The Hang Seng Index closed higher by 218 points to 21,743 yesterday, adding to the increase of 296 points on Wednesday.
The market rallied two days ago on speculation that the People's Bank of China might cut the reserve requirement ratio for banks, Francis Lun Sheung-nim, the managing director of Lyncean Securities, said.
Its better performance yesterday was due to the favourable preliminary Purchasing Managers' Index (PMI) figures for China released by HSBC.
"I suppose the market will fall and adjust on Friday and will continue to correct next week," he said.
He expected the market to stabilise around 21,200 points.
HSBC published its monthly PMI estimate yesterday, showing a jump to 50.4 this month from 49.5 to hit a 13-month high. A reading above 50 indicates expansion in the manufacturing sector.
The stock market has been warming up over the past two months - the HSI has climbed 11.2 per cent since the beginning of September - and the hibernating initial public offering market is coming back to life.
At least five companies have announced they are seeking Hong Kong listings since the beginning of this month.
They include Shanghai-based property developer CIFI and the mainland's largest non-life insurer by premiums, the People's Insurance Company of China.
But Louis Tse Ming-kwong, a director of VC Brokerage, said the market would not improve much in the fourth quarter, which has fewer than 40 days left.
"Things won't truly turn around until we see the end of the tunnel," he said, although investors may have a couple of months that are better than the trend.
"We need to wait and see if the US and China's economy will improve in 2013; that is the only solution for the financial cliff that we face," he said.
Hong Kong Exchanges and Clearing (HKEx) chief executive Charles Li Xiaojia said yesterday that he expected regulatory approval for HKEx's acquisition of the London Metal Exchange (LME) to be finalised early next month. HKEx, which operates the city's stock and futures markets, agreed in June to pay HK$16.67 billion for the LME.

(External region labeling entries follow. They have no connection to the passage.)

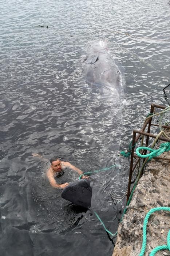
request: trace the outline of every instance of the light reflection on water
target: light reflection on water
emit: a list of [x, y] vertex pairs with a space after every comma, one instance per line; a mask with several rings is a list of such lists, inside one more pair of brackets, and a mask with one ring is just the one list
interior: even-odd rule
[[[117, 165], [95, 175], [92, 199], [116, 231], [125, 202], [115, 204], [107, 192], [126, 191], [129, 168], [118, 155], [151, 103], [167, 103], [169, 8], [165, 0], [2, 1], [2, 255], [111, 255], [112, 243], [92, 212], [63, 201], [46, 180], [47, 162], [31, 154], [59, 155], [83, 171]], [[101, 38], [125, 77], [118, 101], [84, 82], [83, 56]]]

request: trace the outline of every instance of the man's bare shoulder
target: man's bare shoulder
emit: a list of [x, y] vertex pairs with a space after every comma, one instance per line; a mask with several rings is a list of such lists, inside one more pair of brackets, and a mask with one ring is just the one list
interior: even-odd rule
[[47, 171], [47, 176], [54, 176], [54, 172], [52, 168], [50, 167]]

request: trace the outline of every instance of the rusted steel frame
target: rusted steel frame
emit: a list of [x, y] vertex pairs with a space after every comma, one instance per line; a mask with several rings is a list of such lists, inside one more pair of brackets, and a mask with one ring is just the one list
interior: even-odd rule
[[[154, 112], [154, 109], [155, 108], [160, 108], [162, 109], [164, 109], [166, 107], [165, 107], [164, 106], [161, 106], [161, 105], [157, 105], [153, 103], [151, 105], [151, 110], [150, 110], [150, 113], [153, 113]], [[152, 124], [151, 123], [151, 121], [152, 121], [152, 117], [151, 117], [149, 119], [148, 119], [144, 123], [143, 126], [142, 128], [142, 129], [141, 131], [138, 131], [138, 130], [136, 129], [134, 129], [133, 130], [133, 138], [132, 140], [132, 149], [131, 149], [131, 159], [130, 159], [130, 170], [129, 170], [129, 182], [128, 182], [128, 187], [127, 189], [127, 202], [128, 202], [130, 195], [130, 193], [132, 191], [132, 189], [133, 189], [133, 188], [132, 188], [132, 189], [130, 191], [130, 187], [131, 187], [131, 179], [132, 179], [132, 173], [133, 171], [133, 170], [135, 169], [136, 166], [137, 165], [138, 163], [140, 158], [139, 157], [138, 157], [138, 156], [135, 156], [135, 157], [139, 157], [139, 160], [138, 160], [137, 163], [135, 165], [135, 166], [133, 168], [133, 159], [134, 159], [134, 157], [135, 156], [134, 156], [134, 148], [135, 148], [135, 143], [137, 142], [138, 140], [140, 138], [140, 137], [141, 136], [141, 135], [145, 135], [146, 136], [147, 136], [147, 138], [146, 139], [146, 146], [147, 147], [148, 145], [148, 142], [149, 142], [149, 137], [151, 137], [153, 138], [156, 138], [156, 136], [155, 135], [153, 135], [153, 134], [152, 134], [151, 133], [150, 133], [150, 127], [151, 126], [151, 125], [155, 126], [159, 126], [158, 125], [154, 125], [154, 124]], [[147, 124], [149, 124], [148, 125], [148, 129], [147, 129], [147, 132], [144, 132], [144, 131], [147, 126]], [[169, 127], [164, 127], [164, 126], [162, 126], [162, 127], [163, 128], [169, 128]], [[136, 133], [139, 133], [139, 135], [138, 135], [137, 137], [136, 138]], [[159, 140], [164, 140], [164, 141], [167, 141], [169, 142], [170, 142], [170, 140], [169, 140], [168, 139], [166, 139], [166, 138], [164, 138], [162, 137], [160, 137], [159, 138]], [[146, 154], [146, 153], [145, 154]], [[164, 160], [169, 160], [168, 158], [161, 158], [161, 157], [157, 157], [157, 158], [157, 158], [157, 159], [163, 159]]]
[[[140, 157], [138, 157], [138, 155], [135, 155], [134, 157], [137, 157], [139, 158], [141, 158]], [[153, 157], [153, 158], [154, 158], [154, 159], [162, 159], [162, 160], [166, 160], [170, 161], [170, 158], [166, 158], [165, 157]], [[145, 158], [144, 158], [144, 159], [145, 160]]]
[[[153, 114], [153, 112], [154, 110], [154, 109], [153, 109], [153, 106], [151, 105], [151, 108], [150, 108], [150, 114]], [[149, 121], [148, 122], [148, 127], [147, 128], [147, 133], [150, 133], [150, 127], [151, 126], [151, 123], [152, 122], [152, 117], [151, 117], [150, 118], [150, 119], [149, 120]], [[145, 142], [145, 146], [146, 147], [147, 147], [148, 146], [148, 142], [149, 141], [149, 136], [147, 136], [146, 137], [146, 142]], [[146, 150], [144, 150], [144, 152], [143, 153], [144, 155], [146, 155], [146, 153], [147, 152], [147, 151]], [[143, 163], [145, 161], [145, 158], [143, 158]], [[143, 172], [142, 172], [142, 174], [143, 174]]]
[[131, 181], [132, 180], [132, 175], [133, 172], [133, 156], [134, 154], [134, 150], [135, 150], [135, 145], [136, 143], [136, 132], [133, 131], [133, 138], [132, 139], [132, 149], [131, 151], [131, 157], [130, 158], [130, 169], [129, 170], [129, 182], [128, 182], [128, 187], [127, 188], [127, 202], [129, 200], [129, 196], [130, 195], [130, 185], [131, 184]]
[[[133, 130], [134, 132], [135, 132], [137, 133], [139, 133], [140, 134], [142, 135], [145, 135], [146, 136], [149, 136], [150, 137], [151, 137], [152, 138], [156, 138], [157, 136], [152, 133], [148, 133], [147, 132], [142, 132], [142, 131], [139, 131], [138, 130], [136, 130], [135, 129]], [[166, 139], [164, 137], [159, 137], [159, 140], [164, 140], [164, 141], [167, 141], [168, 142], [170, 142], [170, 140], [168, 139]]]
[[[153, 126], [159, 126], [159, 124], [153, 124], [152, 123], [151, 123], [151, 125], [153, 125]], [[163, 128], [170, 129], [170, 126], [167, 126], [166, 125], [162, 125], [162, 127]]]

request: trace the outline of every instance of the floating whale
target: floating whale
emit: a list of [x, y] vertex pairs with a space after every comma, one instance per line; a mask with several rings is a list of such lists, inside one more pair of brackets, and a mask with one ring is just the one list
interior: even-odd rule
[[115, 95], [120, 94], [120, 72], [105, 41], [100, 40], [90, 48], [84, 60], [84, 73], [88, 84], [98, 87], [103, 92], [106, 90]]

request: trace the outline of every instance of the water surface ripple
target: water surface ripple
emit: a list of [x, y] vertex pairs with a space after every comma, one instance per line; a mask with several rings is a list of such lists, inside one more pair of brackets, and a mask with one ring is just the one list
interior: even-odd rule
[[[116, 231], [125, 202], [109, 193], [126, 191], [129, 164], [118, 155], [150, 104], [168, 103], [167, 2], [1, 1], [1, 255], [112, 255], [115, 238], [50, 187], [48, 163], [32, 154], [83, 171], [115, 165], [93, 176], [91, 208]], [[101, 39], [122, 74], [120, 98], [85, 82], [84, 56]], [[78, 178], [67, 172], [61, 182]]]

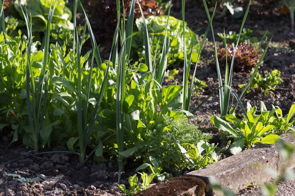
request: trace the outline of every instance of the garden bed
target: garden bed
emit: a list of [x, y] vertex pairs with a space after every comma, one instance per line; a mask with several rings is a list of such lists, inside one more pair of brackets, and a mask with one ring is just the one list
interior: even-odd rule
[[[171, 15], [181, 19], [181, 4], [178, 1], [176, 1], [173, 3], [175, 5]], [[246, 6], [247, 1], [240, 1], [244, 7]], [[280, 10], [277, 8], [277, 4], [273, 3], [274, 1], [270, 0], [253, 0], [244, 27], [251, 28], [253, 30], [253, 36], [258, 37], [262, 36], [263, 33], [261, 31], [268, 30], [272, 34], [273, 39], [270, 47], [264, 58], [263, 65], [259, 68], [259, 72], [266, 74], [274, 69], [277, 69], [281, 72], [282, 82], [276, 87], [275, 91], [267, 95], [262, 94], [259, 89], [252, 90], [244, 96], [241, 101], [244, 106], [248, 101], [250, 101], [252, 106], [256, 105], [258, 108], [260, 101], [263, 101], [268, 109], [272, 108], [272, 105], [278, 106], [282, 109], [283, 114], [285, 114], [288, 113], [290, 107], [295, 101], [295, 51], [293, 50], [295, 35], [290, 31], [289, 15], [279, 15]], [[188, 25], [201, 36], [205, 31], [208, 21], [204, 7], [200, 6], [200, 4], [187, 0], [186, 19]], [[217, 33], [223, 32], [225, 26], [226, 27], [226, 32], [230, 30], [238, 31], [242, 20], [220, 17], [218, 17], [218, 14], [212, 24], [215, 38], [217, 40], [217, 44], [220, 49], [222, 47], [222, 42], [218, 38]], [[92, 19], [91, 22], [92, 20], [93, 19]], [[84, 23], [83, 21], [79, 22], [82, 24]], [[95, 24], [93, 24], [93, 25]], [[280, 27], [277, 28], [277, 26]], [[98, 32], [94, 32], [94, 34]], [[211, 92], [218, 88], [214, 59], [214, 46], [212, 43], [212, 36], [210, 32], [208, 34], [208, 39], [209, 41], [206, 43], [203, 49], [202, 58], [197, 69], [196, 74], [196, 77], [205, 81], [208, 87], [204, 88], [201, 94], [195, 95], [193, 97], [191, 100], [191, 108], [196, 107]], [[107, 45], [110, 44], [111, 41], [97, 40], [98, 43], [102, 43], [103, 60], [108, 58], [110, 51], [108, 49], [110, 47]], [[90, 48], [90, 44], [89, 41], [86, 44], [86, 47]], [[262, 47], [264, 48], [265, 45], [265, 43], [263, 44]], [[104, 50], [104, 47], [108, 49]], [[193, 74], [194, 66], [194, 64], [192, 65], [191, 75]], [[180, 66], [178, 74], [175, 76], [175, 80], [180, 84], [183, 75], [182, 67]], [[168, 68], [169, 69], [172, 68]], [[224, 69], [222, 69], [222, 75], [224, 72]], [[251, 75], [250, 72], [234, 72], [232, 88], [236, 93], [239, 92], [240, 89], [238, 85], [246, 83]], [[174, 80], [165, 79], [163, 86], [171, 84], [174, 81]], [[236, 103], [235, 100], [234, 103]], [[205, 103], [194, 114], [194, 119], [190, 120], [189, 122], [192, 124], [197, 125], [209, 121], [212, 116], [220, 116], [220, 114], [219, 97], [218, 93], [216, 93]], [[237, 116], [242, 114], [239, 107], [238, 107], [236, 114]], [[226, 143], [222, 144], [220, 133], [217, 129], [212, 128], [213, 126], [211, 122], [209, 122], [200, 126], [200, 127], [208, 128], [205, 129], [206, 130], [204, 131], [213, 135], [213, 137], [209, 141], [209, 143], [218, 143], [218, 147], [220, 148], [220, 147], [226, 146]], [[0, 196], [13, 196], [15, 194], [19, 196], [27, 195], [28, 194], [36, 196], [123, 195], [117, 184], [118, 167], [116, 161], [109, 160], [105, 163], [97, 164], [90, 158], [85, 166], [83, 166], [79, 163], [78, 156], [71, 154], [56, 153], [30, 156], [33, 152], [30, 151], [31, 149], [28, 147], [24, 147], [19, 142], [14, 144], [14, 147], [8, 147], [12, 140], [11, 136], [10, 130], [4, 129], [0, 133], [0, 165], [20, 157], [26, 156], [26, 158], [13, 161], [0, 168]], [[60, 146], [47, 149], [46, 151], [49, 150], [67, 150], [64, 147]], [[221, 157], [223, 159], [229, 156], [229, 153], [226, 152]], [[226, 159], [223, 161], [226, 160]], [[128, 161], [129, 161], [128, 160]], [[130, 162], [126, 164], [126, 167], [124, 168], [125, 172], [122, 173], [120, 184], [124, 184], [128, 187], [128, 177], [135, 173], [135, 169], [141, 163]], [[214, 165], [210, 167], [214, 167]], [[191, 180], [193, 182], [189, 183], [191, 184], [194, 184], [195, 183], [196, 184], [202, 184], [199, 181], [197, 182], [197, 180], [190, 179], [184, 178], [181, 178], [181, 180]], [[23, 182], [18, 179], [22, 180]], [[172, 187], [173, 186], [182, 186], [183, 183], [186, 183], [182, 181], [181, 184], [176, 181], [175, 182], [174, 180], [169, 180], [172, 183], [175, 183], [173, 184]], [[30, 183], [23, 183], [26, 182]], [[163, 184], [163, 183], [156, 185], [154, 188], [158, 187], [158, 190], [166, 194], [169, 193], [166, 189], [167, 188], [170, 190], [170, 188], [165, 187], [162, 186]], [[189, 189], [191, 187], [183, 188], [181, 191], [184, 191], [186, 188]], [[239, 189], [240, 188], [239, 187]], [[177, 192], [176, 194], [180, 195], [181, 193], [179, 193]], [[142, 195], [146, 195], [144, 194], [144, 191]], [[169, 195], [169, 194], [168, 195]]]

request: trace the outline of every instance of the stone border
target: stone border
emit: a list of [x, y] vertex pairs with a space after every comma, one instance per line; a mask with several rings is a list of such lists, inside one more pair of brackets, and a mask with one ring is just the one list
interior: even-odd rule
[[[295, 138], [291, 134], [282, 135], [281, 138], [295, 144]], [[237, 193], [240, 190], [246, 188], [250, 183], [259, 185], [270, 180], [271, 177], [266, 172], [265, 168], [275, 169], [278, 173], [285, 166], [285, 164], [275, 145], [261, 145], [242, 151], [236, 155], [207, 166], [202, 170], [189, 172], [185, 176], [201, 179], [207, 184], [209, 184], [209, 178], [213, 177], [219, 181], [222, 186], [231, 188]], [[288, 166], [289, 167], [295, 166], [295, 154], [289, 164], [291, 164]], [[200, 189], [204, 189], [202, 186], [189, 183], [190, 184], [187, 184], [186, 187], [188, 190], [184, 190], [183, 185], [178, 184], [178, 186], [176, 186], [175, 184], [171, 183], [171, 181], [177, 181], [178, 178], [173, 178], [158, 184], [156, 184], [158, 186], [153, 186], [138, 195], [167, 195], [167, 193], [163, 193], [164, 192], [168, 192], [170, 193], [168, 195], [171, 196], [204, 195], [204, 193], [204, 193], [200, 192], [203, 191]], [[166, 191], [160, 188], [163, 186], [166, 188]], [[174, 187], [172, 189], [174, 193], [174, 191], [167, 191], [167, 188], [170, 187]], [[168, 189], [170, 190], [170, 189]], [[210, 190], [209, 192], [207, 192], [206, 190], [203, 191], [204, 191], [206, 192], [206, 196], [223, 195], [216, 190]]]
[[[281, 137], [295, 144], [292, 134], [283, 134]], [[289, 166], [295, 165], [295, 155], [290, 162], [293, 165]], [[237, 193], [250, 183], [259, 185], [270, 180], [271, 177], [265, 171], [266, 168], [275, 169], [278, 172], [284, 164], [275, 146], [266, 145], [244, 150], [204, 169], [187, 173], [186, 175], [201, 178], [206, 183], [208, 183], [210, 177], [213, 177], [223, 187], [230, 188]], [[215, 191], [211, 190], [210, 192], [214, 195], [220, 195]]]

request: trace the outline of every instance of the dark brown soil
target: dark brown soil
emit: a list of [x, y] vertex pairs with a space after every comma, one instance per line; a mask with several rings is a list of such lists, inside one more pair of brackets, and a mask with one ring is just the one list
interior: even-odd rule
[[[0, 165], [20, 157], [30, 155], [28, 148], [20, 144], [7, 147], [7, 136], [0, 141]], [[67, 150], [58, 147], [52, 150]], [[0, 196], [119, 196], [117, 182], [117, 163], [109, 161], [95, 163], [89, 160], [85, 166], [79, 163], [77, 155], [48, 154], [22, 159], [0, 167]], [[134, 172], [134, 171], [133, 171]], [[18, 178], [7, 175], [19, 174], [22, 177], [36, 178], [37, 182], [23, 183]], [[122, 173], [120, 184], [128, 184]], [[127, 176], [128, 177], [128, 176]]]
[[208, 185], [201, 179], [193, 177], [178, 177], [156, 184], [149, 189], [142, 191], [137, 196], [176, 196], [196, 186], [197, 188], [195, 190], [192, 191], [194, 195], [203, 196], [209, 191]]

The LME would be a platform to further promote the yuan's globalisation and to tap the business potential of the mainland's commodity derivatives sector, HKEx said at the time.
Tse said that in the long term the acquisition would benefit Hong Kong and the mainland. It would give Hong Kong an edge in its competition with Singapore as an Asian financial hub, he said.
It would also help the mainland's emerging market in metal trading and could serve as a new channel for offshore yuan to be repatriated to the mainland.
"Why should we keep the currency if it has no way to be moved back to China?" Tse said.
"The LME will provide a platform to realise two-way traffic [in the yuan], besides the existing methods, which are inconvenient."